So that the invention may be understood, and so that further aspects and features thereof may be appreciated, embodiments illustrating the principles of the invention will now be discussed in further detail with reference to the accompanying figures, in which:

Figure 1A is a front view of a smoking substitute system, according to a first embodiment, in an engaged position;
Figure 1B is a front view of smoking substitute system of the first embodiment in a disengaged position;
Figure 1C is a section view of a smoking substitute apparatus of the first embodiment;
Figure 2A is a front view of a second embodiment of a smoking substitute system with a consumable of the system engaged with a device of the system;
Figure 2B is a front view of the second embodiment of the smoking substitute system with the consumable of the system disengaged from the device;
Figure 2C is a schematic of the consumable of the second embodiment of the substitute smoking system; and
Figure 3A is a sectional view of a flavour delivery article, in the form of a capsule, according to an embodiment of the present disclosure.
Figure 3B is a sectional view of a flavour delivery article, in the form of a composite sheet, according to another embodiment of the present disclosure.
Figure 3C is a sectional view of a flavour delivery article, in the form of an oral tablet, according to another embodiment of the present disclosure.

Detailed Description of the Invention

Aspects and embodiments of the present invention will now be discussed with reference to the accompanying figures.

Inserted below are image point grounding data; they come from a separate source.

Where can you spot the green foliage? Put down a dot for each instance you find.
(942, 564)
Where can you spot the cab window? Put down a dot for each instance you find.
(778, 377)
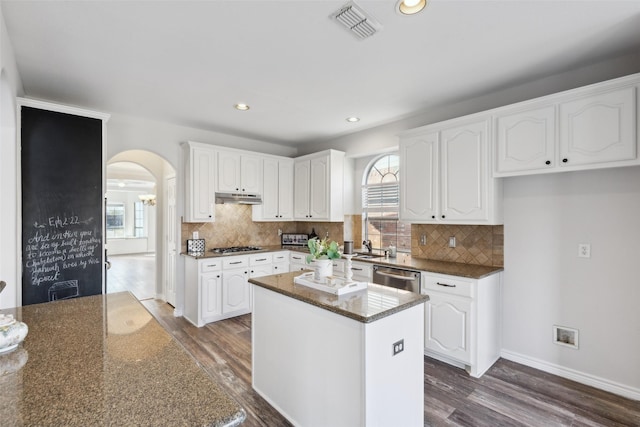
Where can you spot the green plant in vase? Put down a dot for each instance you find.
(322, 249)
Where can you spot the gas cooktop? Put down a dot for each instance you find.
(235, 249)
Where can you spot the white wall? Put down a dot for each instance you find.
(10, 87)
(129, 244)
(384, 137)
(546, 284)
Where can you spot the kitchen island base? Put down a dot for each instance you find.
(320, 368)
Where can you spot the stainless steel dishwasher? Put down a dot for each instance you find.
(394, 277)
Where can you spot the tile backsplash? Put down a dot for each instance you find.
(234, 227)
(475, 244)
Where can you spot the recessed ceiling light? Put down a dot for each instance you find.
(410, 7)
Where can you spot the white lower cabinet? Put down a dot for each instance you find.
(235, 291)
(216, 289)
(462, 320)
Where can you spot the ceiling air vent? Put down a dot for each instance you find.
(356, 21)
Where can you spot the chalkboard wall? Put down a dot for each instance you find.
(62, 203)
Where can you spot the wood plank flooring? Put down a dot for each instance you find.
(509, 394)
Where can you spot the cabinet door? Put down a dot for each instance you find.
(210, 295)
(202, 192)
(270, 193)
(285, 190)
(526, 140)
(228, 171)
(419, 178)
(302, 174)
(448, 326)
(464, 175)
(599, 128)
(235, 290)
(319, 189)
(251, 174)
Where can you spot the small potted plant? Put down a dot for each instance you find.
(321, 252)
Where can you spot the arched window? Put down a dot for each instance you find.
(381, 205)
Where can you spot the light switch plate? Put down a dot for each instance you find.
(584, 250)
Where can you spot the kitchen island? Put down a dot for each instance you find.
(350, 360)
(104, 360)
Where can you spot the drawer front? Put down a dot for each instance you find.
(280, 256)
(260, 259)
(448, 285)
(208, 265)
(235, 262)
(298, 258)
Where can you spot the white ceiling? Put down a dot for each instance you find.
(189, 62)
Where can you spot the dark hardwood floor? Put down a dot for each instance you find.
(509, 394)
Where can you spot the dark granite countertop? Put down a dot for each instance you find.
(374, 303)
(472, 271)
(104, 360)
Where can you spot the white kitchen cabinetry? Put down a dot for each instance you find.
(319, 187)
(462, 320)
(277, 195)
(445, 172)
(200, 182)
(239, 172)
(216, 288)
(586, 128)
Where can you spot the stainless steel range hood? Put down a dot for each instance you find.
(238, 198)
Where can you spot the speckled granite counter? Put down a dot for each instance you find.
(104, 360)
(472, 271)
(374, 303)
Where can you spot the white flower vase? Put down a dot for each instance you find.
(323, 268)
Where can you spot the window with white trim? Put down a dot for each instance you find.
(381, 205)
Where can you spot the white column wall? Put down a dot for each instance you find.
(546, 283)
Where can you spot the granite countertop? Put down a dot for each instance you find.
(104, 360)
(374, 303)
(472, 271)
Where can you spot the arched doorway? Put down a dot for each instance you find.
(141, 230)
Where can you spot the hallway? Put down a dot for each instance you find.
(134, 273)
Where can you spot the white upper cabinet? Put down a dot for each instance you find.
(587, 128)
(200, 182)
(445, 174)
(419, 177)
(464, 160)
(239, 172)
(277, 196)
(598, 128)
(526, 140)
(319, 187)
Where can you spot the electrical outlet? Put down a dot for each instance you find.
(584, 250)
(398, 347)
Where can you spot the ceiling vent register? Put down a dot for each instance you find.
(356, 21)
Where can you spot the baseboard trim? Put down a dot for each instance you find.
(581, 377)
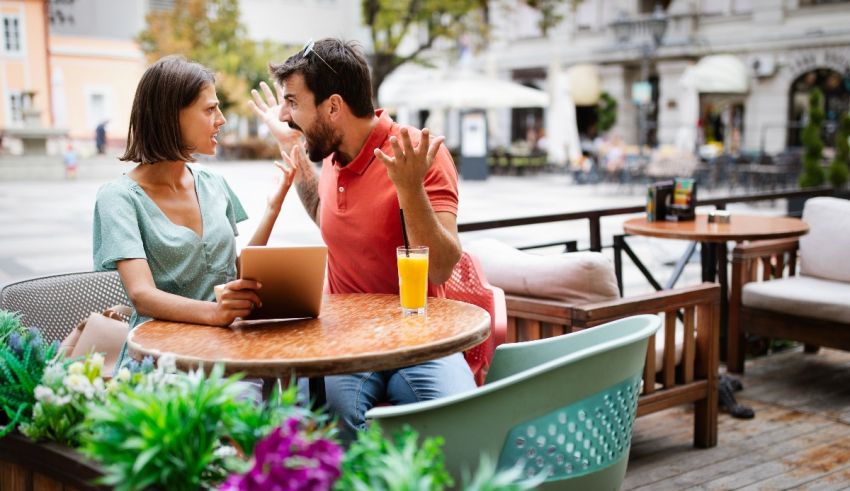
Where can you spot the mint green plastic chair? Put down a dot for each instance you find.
(563, 405)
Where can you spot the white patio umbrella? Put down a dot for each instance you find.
(686, 135)
(563, 145)
(457, 90)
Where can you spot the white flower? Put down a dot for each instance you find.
(96, 360)
(76, 368)
(167, 363)
(123, 375)
(80, 384)
(112, 385)
(225, 451)
(53, 374)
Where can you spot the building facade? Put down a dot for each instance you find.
(756, 62)
(75, 63)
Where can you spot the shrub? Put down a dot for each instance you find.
(23, 357)
(66, 388)
(164, 433)
(838, 170)
(396, 463)
(813, 174)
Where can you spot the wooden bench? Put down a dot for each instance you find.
(812, 307)
(691, 381)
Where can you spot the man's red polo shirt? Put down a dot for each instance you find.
(359, 213)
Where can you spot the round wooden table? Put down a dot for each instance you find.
(713, 237)
(354, 333)
(739, 228)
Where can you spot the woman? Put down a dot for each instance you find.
(168, 226)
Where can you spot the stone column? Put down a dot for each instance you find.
(615, 82)
(669, 73)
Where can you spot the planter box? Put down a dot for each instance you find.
(29, 466)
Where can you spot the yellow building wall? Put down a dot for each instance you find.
(83, 67)
(27, 71)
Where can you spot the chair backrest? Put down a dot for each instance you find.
(563, 405)
(56, 304)
(823, 251)
(468, 284)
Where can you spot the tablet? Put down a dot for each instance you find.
(293, 279)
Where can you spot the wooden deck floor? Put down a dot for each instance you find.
(799, 439)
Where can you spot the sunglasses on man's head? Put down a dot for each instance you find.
(308, 48)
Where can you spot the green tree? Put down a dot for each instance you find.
(813, 174)
(606, 112)
(209, 32)
(391, 22)
(838, 170)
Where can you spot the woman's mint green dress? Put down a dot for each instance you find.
(129, 225)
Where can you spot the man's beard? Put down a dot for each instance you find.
(321, 141)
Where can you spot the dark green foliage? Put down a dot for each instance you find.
(606, 112)
(838, 170)
(22, 361)
(397, 463)
(813, 174)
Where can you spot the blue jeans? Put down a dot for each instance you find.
(350, 396)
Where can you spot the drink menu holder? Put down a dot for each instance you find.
(683, 206)
(672, 200)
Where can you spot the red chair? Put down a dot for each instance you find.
(468, 284)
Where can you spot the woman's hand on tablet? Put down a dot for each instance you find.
(235, 299)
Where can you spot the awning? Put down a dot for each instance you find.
(585, 84)
(721, 74)
(457, 90)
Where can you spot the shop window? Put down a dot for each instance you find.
(11, 34)
(16, 108)
(836, 95)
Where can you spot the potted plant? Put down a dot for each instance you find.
(813, 174)
(838, 170)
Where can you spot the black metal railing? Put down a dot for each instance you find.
(594, 216)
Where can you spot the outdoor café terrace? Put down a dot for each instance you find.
(709, 317)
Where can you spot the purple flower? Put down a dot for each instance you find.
(285, 461)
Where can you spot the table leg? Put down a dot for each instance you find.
(317, 392)
(708, 262)
(680, 266)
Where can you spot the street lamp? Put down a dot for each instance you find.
(624, 29)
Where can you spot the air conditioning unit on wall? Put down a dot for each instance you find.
(764, 65)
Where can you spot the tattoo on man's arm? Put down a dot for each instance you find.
(308, 191)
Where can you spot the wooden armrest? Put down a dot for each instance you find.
(539, 309)
(761, 248)
(651, 303)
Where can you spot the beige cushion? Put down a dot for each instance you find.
(801, 295)
(576, 278)
(825, 250)
(101, 334)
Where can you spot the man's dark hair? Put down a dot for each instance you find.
(167, 86)
(332, 66)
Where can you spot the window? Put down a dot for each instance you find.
(11, 34)
(16, 108)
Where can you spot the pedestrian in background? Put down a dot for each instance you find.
(100, 137)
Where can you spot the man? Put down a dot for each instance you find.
(371, 167)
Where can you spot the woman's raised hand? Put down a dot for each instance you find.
(284, 181)
(267, 107)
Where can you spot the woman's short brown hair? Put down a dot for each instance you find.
(167, 86)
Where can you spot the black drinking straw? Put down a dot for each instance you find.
(404, 233)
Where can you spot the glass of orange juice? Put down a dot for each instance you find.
(413, 278)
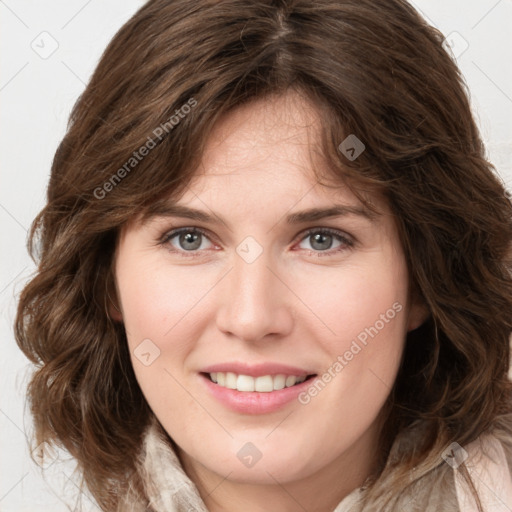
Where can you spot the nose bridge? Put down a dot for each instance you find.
(254, 303)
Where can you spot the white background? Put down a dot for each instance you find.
(36, 97)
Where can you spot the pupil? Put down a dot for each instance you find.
(322, 241)
(190, 241)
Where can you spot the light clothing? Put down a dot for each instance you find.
(435, 487)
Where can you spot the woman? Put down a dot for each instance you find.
(274, 269)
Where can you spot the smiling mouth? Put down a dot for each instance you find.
(262, 384)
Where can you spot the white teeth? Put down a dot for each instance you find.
(263, 384)
(290, 380)
(245, 383)
(231, 380)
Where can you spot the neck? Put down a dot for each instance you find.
(321, 491)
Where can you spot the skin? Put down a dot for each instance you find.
(296, 304)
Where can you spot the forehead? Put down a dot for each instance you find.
(261, 160)
(269, 148)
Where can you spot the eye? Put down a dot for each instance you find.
(325, 240)
(187, 240)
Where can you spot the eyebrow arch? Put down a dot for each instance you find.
(301, 217)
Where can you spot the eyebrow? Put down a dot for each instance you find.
(300, 217)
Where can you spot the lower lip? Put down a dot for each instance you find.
(247, 402)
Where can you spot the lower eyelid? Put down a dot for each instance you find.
(170, 235)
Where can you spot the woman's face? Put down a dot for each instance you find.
(257, 278)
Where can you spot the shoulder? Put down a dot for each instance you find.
(488, 462)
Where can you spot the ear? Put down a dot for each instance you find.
(418, 313)
(113, 307)
(114, 312)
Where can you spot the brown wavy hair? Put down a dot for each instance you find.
(373, 68)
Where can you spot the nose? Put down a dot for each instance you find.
(255, 303)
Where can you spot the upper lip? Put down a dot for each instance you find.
(257, 370)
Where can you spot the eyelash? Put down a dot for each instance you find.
(347, 242)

Further aspects and embodiments will be apparent to those skilled in the art. All documents mentioned in this text are incorporated herein by reference.

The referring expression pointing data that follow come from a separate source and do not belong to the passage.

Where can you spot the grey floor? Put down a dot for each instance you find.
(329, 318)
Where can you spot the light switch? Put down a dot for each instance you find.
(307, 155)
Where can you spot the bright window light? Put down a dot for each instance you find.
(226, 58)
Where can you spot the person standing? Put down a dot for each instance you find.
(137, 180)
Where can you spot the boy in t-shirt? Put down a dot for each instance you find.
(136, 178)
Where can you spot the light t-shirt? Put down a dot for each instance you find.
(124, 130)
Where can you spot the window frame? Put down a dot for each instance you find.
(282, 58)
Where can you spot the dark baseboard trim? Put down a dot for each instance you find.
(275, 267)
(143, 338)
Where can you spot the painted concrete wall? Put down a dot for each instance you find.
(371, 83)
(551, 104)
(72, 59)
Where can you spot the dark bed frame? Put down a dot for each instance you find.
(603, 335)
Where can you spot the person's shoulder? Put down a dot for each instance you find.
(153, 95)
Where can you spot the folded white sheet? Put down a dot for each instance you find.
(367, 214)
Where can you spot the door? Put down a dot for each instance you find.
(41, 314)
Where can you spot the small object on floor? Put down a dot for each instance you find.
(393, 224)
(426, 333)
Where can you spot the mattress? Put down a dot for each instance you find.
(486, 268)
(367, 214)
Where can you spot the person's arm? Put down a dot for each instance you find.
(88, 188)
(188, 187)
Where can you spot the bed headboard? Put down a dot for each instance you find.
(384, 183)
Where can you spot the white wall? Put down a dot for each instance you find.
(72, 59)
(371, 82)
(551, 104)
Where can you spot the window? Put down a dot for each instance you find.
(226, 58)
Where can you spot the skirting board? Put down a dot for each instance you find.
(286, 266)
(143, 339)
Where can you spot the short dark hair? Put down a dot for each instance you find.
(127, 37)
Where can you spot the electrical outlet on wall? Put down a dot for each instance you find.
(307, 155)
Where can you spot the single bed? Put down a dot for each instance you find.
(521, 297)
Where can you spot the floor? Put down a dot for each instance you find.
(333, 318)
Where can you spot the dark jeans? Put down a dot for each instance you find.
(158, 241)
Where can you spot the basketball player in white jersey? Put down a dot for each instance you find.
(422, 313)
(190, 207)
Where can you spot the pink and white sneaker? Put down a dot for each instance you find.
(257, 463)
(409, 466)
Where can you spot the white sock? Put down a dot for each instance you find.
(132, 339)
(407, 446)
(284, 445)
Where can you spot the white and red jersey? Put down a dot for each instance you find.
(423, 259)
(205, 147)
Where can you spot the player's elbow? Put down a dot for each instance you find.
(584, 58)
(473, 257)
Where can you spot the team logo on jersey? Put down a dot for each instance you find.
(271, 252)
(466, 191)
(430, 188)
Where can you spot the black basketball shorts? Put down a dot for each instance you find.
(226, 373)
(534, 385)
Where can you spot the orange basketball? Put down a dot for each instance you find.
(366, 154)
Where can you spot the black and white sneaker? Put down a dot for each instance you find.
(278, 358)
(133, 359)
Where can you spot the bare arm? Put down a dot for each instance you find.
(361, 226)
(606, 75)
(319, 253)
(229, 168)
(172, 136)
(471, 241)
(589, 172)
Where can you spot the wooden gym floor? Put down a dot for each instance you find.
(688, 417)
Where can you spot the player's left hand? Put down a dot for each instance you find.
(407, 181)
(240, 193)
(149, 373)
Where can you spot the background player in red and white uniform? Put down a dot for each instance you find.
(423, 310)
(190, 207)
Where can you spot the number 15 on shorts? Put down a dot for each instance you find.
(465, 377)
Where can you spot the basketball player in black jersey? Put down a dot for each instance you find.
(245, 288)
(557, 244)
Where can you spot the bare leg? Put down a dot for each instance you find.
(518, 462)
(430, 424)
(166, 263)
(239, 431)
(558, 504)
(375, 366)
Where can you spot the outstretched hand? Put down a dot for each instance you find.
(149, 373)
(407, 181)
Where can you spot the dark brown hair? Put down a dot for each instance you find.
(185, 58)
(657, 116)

Figures 1A and 1B illustrate a smoking substitute system in the form of an e-cigarette system 101. The system 101 comprises an e-cigarette device defining a main body 102 of the system 101, and an smoking substitute apparatus in the form of an e-cigarette consumable (or "pod") 103. The smoking substitute apparatus is a smoking substitute apparatus. In the illustrated embodiment the consumable 103 (smoking substitute apparatus) is removable from the main body (e-cigarette device), so as to be a replaceable component of the system 101. In other words, the e-cigarette system 101 is a closed system.
As is apparent from Figures 1A and 1B, the consumable 103 is configured to engage the main body 102. Figure 1A shows the main body 102 and the consumable 103 in an engaged state, whilst Figure 1B shows the main body 102 and the consumable 103 in a disengaged state. When engaged, a portion of the consumable 103 is received in a cavity of the main body 102 and is retained in the engaged position by way of a snap-engagement mechanism. In other embodiments, the main body 102 and consumable 103 may be engaged by screwing one into (or onto) the other, through a bayonet fitting, or by way of an interference fit.

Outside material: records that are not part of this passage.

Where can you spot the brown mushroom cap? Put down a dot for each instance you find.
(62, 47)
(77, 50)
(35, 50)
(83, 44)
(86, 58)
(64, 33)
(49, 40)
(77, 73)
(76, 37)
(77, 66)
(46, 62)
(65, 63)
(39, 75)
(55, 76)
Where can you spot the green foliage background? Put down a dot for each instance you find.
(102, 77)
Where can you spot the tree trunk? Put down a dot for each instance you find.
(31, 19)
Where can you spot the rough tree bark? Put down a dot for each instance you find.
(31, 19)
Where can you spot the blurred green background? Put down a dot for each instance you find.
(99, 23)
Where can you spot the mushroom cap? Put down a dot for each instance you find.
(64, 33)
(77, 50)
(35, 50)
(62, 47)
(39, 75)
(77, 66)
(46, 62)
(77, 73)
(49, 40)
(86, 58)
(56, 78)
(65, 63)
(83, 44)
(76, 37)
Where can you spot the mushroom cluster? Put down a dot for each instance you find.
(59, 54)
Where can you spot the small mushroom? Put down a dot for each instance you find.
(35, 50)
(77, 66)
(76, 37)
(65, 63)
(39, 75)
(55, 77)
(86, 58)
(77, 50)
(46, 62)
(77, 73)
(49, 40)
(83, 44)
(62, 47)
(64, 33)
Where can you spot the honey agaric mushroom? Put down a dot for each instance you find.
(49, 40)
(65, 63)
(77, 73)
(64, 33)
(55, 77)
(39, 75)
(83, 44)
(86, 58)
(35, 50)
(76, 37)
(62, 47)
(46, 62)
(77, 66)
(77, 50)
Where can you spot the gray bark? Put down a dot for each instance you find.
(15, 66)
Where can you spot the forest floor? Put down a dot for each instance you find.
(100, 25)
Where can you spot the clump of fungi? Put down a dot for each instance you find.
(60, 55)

The system 101 is configured to vaporise an aerosol-former, which in the illustrated embodiment, is in the form of a nicotine-based e-liquid 104. The e-liquid 104 comprises nicotine and a base liquid including propylene glycol and/or vegetable glycerine. In the present embodiment, the e-liquid 104 is flavourless (and does not include any added flavourant). That is, if the e-liquid 104 were to be inhaled (i.e. in aerosol form) by a user, it would not have a particularly perceptible flavour or taste.
As is more apparent from Figure 1C, this e-liquid 104 is stored within a reservoir in the form of a tank 105 that forms part of the consumable 103. In the illustrated embodiment, the consumable 103 is a "single-use" consumable 103. That is, upon exhausting the e-liquid 104 in the tank 105, the intention is that the user disposes of the entire consumable 103. In other embodiments, the e-liquid (i.e. aerosol former) may be the only part of the system that is truly "single-use". That is, the tank may be refillable with e-liquid or the e-liquid may be stored in a non-consumable component of the system. For example, the e-liquid may be stored in a tank located in the main body or stored in another component that is itself not single-use (e.g. a refillable cartomizer).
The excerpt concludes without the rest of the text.